Nobody can possibly be so vacant of conviction that both of these candidates hold potentially equal allure. They represent radically different worldviews, opposing philosophies on the role of government, opposite takes on what is our greatest threat: there is no overlap between the candidates, no gray area open to ambiguity about where they stand.
Waiting for more information over the next 30 days will never change that reality. An undecided voter is undecided about what is important, not about what candidate to elect. Being undecided must reveal a complete lack of principle because with even basic ideals a voter would be compelled to support only one candidate given how extraordinarily far apart Clinton and Trump are on all matters of any import.

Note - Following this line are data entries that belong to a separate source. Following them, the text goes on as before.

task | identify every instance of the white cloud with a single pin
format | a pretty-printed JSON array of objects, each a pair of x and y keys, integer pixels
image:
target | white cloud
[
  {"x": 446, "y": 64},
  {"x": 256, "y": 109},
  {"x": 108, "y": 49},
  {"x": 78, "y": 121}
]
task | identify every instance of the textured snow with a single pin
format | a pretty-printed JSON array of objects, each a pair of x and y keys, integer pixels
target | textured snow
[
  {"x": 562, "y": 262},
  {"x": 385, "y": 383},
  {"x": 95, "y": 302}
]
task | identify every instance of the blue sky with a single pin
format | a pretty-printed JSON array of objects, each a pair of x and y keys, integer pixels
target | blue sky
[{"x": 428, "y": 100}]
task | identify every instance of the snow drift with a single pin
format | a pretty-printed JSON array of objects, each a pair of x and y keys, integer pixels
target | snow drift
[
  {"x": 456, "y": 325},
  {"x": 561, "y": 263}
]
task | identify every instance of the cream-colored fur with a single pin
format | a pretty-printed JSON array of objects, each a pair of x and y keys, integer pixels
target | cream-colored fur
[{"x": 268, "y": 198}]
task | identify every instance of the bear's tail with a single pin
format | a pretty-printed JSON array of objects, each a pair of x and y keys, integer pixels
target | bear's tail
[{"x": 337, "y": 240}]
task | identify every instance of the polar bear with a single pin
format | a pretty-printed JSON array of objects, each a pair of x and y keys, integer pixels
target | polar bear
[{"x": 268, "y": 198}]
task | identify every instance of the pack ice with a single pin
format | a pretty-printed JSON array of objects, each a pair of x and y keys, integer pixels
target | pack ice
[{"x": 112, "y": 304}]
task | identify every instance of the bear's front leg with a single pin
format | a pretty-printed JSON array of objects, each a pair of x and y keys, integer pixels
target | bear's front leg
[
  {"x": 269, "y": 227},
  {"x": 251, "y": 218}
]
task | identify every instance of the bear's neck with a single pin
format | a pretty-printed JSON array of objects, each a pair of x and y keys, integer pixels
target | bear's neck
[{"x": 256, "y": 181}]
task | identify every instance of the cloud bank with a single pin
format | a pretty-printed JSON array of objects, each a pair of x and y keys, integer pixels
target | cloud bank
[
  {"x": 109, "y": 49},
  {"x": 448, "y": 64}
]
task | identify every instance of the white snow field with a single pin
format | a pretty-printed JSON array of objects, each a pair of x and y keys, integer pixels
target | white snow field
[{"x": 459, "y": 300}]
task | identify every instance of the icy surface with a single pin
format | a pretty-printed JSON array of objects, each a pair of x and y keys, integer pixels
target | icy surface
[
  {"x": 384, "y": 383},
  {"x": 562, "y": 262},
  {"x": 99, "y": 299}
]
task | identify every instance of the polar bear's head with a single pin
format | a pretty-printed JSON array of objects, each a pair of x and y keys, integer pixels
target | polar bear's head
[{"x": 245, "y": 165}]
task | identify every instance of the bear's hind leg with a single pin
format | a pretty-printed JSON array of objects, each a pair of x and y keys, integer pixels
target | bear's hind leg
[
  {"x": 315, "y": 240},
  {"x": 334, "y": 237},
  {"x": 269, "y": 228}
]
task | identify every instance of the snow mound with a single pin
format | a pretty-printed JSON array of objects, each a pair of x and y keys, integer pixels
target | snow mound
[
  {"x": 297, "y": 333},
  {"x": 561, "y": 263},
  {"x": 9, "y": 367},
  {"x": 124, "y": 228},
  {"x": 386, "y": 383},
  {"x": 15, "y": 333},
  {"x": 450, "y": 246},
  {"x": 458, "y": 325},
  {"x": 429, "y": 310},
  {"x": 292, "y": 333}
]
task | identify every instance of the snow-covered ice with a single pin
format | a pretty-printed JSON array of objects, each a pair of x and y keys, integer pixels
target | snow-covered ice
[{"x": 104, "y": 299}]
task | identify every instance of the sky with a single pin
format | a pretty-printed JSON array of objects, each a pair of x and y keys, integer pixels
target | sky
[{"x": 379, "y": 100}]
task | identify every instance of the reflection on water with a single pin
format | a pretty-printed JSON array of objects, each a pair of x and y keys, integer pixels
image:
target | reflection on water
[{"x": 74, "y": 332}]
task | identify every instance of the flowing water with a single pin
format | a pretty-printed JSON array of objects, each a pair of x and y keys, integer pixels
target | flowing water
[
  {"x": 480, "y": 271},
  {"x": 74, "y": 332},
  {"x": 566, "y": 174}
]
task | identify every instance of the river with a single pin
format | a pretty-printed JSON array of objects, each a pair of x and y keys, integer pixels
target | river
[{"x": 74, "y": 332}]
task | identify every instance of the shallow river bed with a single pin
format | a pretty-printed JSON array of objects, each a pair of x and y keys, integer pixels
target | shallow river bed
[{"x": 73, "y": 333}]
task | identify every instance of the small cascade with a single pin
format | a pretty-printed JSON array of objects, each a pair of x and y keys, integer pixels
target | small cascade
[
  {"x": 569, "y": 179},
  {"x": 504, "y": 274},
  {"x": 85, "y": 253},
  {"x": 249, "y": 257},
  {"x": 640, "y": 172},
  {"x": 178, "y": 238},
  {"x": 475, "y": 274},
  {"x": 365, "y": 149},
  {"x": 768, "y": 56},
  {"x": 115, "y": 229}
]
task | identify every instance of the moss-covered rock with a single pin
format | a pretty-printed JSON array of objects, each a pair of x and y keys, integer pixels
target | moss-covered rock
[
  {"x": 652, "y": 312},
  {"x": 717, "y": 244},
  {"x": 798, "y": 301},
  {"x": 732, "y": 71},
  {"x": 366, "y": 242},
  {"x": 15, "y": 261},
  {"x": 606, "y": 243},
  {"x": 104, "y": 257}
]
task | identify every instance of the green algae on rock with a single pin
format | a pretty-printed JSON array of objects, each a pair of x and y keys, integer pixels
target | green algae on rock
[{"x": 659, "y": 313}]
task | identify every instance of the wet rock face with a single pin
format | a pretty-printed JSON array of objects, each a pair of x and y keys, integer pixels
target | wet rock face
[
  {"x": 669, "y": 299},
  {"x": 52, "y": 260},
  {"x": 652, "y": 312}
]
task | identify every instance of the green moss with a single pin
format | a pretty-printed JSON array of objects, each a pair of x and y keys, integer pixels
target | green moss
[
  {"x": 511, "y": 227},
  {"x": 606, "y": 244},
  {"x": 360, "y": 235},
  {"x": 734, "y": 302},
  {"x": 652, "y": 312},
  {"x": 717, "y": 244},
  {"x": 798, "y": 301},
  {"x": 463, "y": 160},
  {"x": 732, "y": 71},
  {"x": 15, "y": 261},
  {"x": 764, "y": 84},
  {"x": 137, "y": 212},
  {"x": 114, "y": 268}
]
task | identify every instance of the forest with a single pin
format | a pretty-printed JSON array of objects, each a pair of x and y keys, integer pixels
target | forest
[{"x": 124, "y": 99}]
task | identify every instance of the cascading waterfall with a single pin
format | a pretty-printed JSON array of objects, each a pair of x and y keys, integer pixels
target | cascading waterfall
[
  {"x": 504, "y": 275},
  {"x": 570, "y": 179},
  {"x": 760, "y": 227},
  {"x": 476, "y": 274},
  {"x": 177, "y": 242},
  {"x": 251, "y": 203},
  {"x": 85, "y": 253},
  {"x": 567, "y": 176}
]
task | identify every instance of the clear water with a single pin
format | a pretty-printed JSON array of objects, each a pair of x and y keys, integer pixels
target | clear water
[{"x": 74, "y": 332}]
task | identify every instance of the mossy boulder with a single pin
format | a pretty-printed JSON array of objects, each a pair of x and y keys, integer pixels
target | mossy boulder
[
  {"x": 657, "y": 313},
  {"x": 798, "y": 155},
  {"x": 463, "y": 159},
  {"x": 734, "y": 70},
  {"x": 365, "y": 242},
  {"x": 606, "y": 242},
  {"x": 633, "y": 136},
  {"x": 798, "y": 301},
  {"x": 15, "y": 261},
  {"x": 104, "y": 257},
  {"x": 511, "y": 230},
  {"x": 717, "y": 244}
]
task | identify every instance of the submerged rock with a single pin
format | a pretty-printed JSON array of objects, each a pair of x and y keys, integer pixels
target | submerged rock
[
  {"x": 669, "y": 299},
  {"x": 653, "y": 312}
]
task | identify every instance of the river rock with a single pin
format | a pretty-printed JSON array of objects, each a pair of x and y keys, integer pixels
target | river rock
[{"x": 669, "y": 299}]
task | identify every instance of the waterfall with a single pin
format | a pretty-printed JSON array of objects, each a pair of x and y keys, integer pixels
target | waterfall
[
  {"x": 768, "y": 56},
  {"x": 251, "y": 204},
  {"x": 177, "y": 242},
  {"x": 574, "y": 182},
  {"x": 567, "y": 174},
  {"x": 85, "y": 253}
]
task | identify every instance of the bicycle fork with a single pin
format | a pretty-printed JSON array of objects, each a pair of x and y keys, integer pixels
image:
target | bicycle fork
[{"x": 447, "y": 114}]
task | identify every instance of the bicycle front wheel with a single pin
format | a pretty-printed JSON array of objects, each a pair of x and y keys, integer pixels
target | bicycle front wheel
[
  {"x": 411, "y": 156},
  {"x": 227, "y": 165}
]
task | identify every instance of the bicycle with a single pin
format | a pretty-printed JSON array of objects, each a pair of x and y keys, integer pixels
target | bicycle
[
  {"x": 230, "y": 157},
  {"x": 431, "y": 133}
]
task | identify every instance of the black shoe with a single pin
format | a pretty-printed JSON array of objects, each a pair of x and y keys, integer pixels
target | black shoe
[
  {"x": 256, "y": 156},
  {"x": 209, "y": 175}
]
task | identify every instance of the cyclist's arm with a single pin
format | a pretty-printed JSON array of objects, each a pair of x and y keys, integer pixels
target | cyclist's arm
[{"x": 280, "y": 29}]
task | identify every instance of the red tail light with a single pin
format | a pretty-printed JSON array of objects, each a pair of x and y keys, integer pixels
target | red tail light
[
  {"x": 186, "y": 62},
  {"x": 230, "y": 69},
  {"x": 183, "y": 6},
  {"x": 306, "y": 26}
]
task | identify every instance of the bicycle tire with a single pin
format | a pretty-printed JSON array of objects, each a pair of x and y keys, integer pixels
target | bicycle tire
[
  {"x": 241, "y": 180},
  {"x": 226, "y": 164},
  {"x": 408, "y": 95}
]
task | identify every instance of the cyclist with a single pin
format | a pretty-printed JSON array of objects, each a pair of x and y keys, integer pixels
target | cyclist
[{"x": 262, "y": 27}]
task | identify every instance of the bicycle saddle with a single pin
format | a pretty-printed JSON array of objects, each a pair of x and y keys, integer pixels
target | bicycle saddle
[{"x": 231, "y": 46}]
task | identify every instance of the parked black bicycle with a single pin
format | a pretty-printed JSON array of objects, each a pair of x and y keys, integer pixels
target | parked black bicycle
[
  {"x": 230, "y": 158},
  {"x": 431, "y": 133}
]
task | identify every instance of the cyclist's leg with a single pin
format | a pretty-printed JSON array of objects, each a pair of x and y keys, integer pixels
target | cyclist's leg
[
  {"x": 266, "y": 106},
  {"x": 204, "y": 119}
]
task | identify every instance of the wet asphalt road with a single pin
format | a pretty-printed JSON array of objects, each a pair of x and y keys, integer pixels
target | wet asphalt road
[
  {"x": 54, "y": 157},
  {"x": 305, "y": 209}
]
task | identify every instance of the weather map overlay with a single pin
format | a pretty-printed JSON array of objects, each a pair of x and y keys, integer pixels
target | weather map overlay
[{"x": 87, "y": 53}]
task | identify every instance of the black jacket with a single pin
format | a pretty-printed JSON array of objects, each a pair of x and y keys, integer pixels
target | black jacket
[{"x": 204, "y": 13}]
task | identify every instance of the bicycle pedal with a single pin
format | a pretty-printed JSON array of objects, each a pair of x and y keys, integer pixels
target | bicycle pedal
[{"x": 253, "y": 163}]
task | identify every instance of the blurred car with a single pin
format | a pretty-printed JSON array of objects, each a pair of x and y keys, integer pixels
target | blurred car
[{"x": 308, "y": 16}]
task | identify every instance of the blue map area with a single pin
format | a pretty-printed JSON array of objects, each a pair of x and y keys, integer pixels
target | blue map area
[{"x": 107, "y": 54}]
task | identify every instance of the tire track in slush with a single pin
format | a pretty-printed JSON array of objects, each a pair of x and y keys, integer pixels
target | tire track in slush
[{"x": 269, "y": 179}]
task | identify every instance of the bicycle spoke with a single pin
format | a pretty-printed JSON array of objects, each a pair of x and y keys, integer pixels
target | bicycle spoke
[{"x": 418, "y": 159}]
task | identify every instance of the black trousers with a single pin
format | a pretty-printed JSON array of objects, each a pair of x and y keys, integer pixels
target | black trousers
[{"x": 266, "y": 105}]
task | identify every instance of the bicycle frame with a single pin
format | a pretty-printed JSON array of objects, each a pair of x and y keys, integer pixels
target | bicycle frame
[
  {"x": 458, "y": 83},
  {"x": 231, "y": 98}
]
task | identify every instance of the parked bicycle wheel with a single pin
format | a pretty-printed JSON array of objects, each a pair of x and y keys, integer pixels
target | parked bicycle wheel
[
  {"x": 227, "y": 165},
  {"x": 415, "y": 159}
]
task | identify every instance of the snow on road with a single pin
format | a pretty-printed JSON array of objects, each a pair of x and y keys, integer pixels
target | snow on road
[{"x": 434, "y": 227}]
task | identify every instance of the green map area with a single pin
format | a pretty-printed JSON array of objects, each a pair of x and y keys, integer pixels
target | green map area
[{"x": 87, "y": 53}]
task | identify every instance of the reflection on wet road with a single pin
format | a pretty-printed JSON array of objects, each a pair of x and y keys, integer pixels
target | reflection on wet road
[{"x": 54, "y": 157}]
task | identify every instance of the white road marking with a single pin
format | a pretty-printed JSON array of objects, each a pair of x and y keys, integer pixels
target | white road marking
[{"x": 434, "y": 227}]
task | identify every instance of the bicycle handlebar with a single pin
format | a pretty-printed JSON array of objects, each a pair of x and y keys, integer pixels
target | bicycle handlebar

Any voter with core values would be drawn to one candidate or the other who most closely is aligned with those values. The candidates offer a starkly clear choice. You can be undecided if you like pecans more than walnuts or undecided about Obamacare or undecided about military spending because these are open to taste and opinion, interpretation, changing values, shifting circumstances.
But you cannot possibly be undecided between Trump and Clinton any more than you can be undecided between good and evil or right and wrong — however you personally define those. Choose. These concepts are not interchangeable any more than are the two candidates. For crying out loud, choose.